Per il sindaco Roberto Reggi, si è trattato di «una scommessa vinta. Una scommessa innanzitutto di don Giuseppe Lusignani, che è riuscito a convincere le istituzioni a credere in questa mostra. Quando ci si mette assieme - ha proseguito Reggi - i risultati vengono». Don Lusignani, oggi responsabile dell'ufficio beni culturali della diocesi, era parroco a Brugnello di Cortebrugnatella, quando incominciarono i contatti tra Rosa Mazzolini e il vescovo. «L'esito della mostra legittima il valore di questa collezione che qualcuno - ha aggiunto il primo cittadino - aveva cercato di mettere in discussione».
Il Comune di Piacenza ha contribuito con 25mila euro, oltre a fornire "uomini e mezzi". Una volta ricevuto il lascito, per farlo conoscere «la diocesi ha teso la mano» ha detto don Lusignani. Le risposte positive sono arrivate non solo da Regione, Provincia e Comune, ma anche da altri sostenitori, come Tidonenergie e, in particolare, la Cassa di Risparmio di Parma e Piacenza, che ha stanziato 100mila euro, ai quali si deve aggiungere la completa copertura dei laboratori e delle visite guidate delle scuole, dalle elementari alle superiori, il cui importo è ancora da quantificare. I giovani, grazie a questo accordo, hanno potuto usufruirne gratuitamente. «La didattica - ha ribadito don Lusignani - era per noi fondamentale, fin dall'inizio, in quanto abbiamo concepito la mostra come un momento di riflessione. L'arte è un territorio di confine che può diventare luogo di dialogo, di formazione per tante persone».

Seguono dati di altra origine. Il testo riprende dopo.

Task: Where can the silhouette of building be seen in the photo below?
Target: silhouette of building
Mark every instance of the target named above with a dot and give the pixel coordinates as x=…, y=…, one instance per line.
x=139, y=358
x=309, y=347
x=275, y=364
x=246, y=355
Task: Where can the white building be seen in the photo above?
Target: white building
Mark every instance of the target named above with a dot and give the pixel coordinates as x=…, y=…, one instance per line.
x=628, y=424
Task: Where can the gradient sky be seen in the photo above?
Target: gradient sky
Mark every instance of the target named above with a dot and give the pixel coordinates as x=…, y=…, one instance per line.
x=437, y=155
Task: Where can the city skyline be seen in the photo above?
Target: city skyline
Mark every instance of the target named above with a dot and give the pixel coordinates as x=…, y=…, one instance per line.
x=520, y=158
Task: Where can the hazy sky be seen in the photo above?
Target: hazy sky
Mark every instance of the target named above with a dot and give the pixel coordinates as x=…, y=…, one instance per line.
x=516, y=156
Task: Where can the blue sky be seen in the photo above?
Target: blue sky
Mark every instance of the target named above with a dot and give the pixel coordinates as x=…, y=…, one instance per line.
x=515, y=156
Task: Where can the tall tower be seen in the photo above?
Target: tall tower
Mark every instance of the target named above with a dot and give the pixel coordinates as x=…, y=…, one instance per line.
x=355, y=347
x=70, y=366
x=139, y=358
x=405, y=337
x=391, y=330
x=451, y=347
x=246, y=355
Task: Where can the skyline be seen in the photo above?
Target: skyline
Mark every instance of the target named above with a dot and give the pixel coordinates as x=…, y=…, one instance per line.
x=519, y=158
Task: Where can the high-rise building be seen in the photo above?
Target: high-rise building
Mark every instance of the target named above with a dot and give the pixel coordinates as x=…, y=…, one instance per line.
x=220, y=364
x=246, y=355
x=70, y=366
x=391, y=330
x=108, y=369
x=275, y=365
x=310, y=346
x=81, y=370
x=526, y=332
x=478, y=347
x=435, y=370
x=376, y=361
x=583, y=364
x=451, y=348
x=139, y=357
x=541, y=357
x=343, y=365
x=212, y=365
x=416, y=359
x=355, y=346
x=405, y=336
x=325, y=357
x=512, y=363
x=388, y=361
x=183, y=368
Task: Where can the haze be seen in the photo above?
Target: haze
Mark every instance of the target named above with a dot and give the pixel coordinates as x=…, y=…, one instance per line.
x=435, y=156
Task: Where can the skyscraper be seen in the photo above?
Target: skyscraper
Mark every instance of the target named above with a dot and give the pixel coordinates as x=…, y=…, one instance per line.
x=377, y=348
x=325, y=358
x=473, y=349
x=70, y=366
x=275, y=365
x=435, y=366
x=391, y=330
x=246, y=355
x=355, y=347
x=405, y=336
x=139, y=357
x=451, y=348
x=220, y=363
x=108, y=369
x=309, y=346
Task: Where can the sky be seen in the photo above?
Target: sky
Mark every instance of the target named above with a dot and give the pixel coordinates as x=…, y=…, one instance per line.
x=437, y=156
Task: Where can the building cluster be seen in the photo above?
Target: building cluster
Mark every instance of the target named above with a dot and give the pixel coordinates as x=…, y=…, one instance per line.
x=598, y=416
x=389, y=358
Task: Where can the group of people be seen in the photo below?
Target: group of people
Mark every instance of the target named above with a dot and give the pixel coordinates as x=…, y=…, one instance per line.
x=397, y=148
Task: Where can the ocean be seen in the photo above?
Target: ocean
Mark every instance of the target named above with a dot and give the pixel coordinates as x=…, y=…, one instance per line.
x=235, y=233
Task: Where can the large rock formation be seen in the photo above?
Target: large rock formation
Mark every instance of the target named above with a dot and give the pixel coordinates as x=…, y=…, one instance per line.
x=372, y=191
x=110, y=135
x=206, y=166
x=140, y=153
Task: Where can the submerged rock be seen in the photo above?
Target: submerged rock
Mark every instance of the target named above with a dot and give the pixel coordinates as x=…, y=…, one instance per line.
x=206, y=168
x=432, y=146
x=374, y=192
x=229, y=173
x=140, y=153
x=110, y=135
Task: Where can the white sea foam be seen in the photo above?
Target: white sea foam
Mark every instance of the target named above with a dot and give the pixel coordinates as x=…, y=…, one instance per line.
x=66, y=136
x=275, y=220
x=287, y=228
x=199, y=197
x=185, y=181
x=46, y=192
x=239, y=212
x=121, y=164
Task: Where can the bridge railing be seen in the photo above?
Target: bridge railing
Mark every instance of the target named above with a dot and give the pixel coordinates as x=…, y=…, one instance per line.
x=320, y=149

Cariparma era rappresentata ieri da: Mario Balordi, capoarea di Piacenza, e Germano Montanari, consigliere di amministrazione. Balordi ha parlato di «una scommessa forte» e di «numeri che sono motivo di grande soddisfazione. Cariparma e Piacenza è una banca che vuole continuare a essere vicina al territorio. Ci auguriamo di poter collaborare anche in futuro ad eventi altrettanto importanti».
L'anima del '900 complessivamente ha presentato 172 opere sulle circa 900 comprese nella donazione. Per l'esposizione permanente del nucleo principale si guarda al Palazzo ex Enel, di proprietà della Fondazione di Piacenza e Vigevano, che sta lavorando per il recupero dell'edificio. Sono in corso trattative per una mostra in autunno a Mantova. Altre potrebbero tenersi in località del Piacentino, come Bobbio, in Valtrebbia, la terra di origine della donatrice. «La volontà da parte della diocesi e degli amministratori locali c'è» è stato riaffermato ieri. «A oggi mancano però i fondi necessari».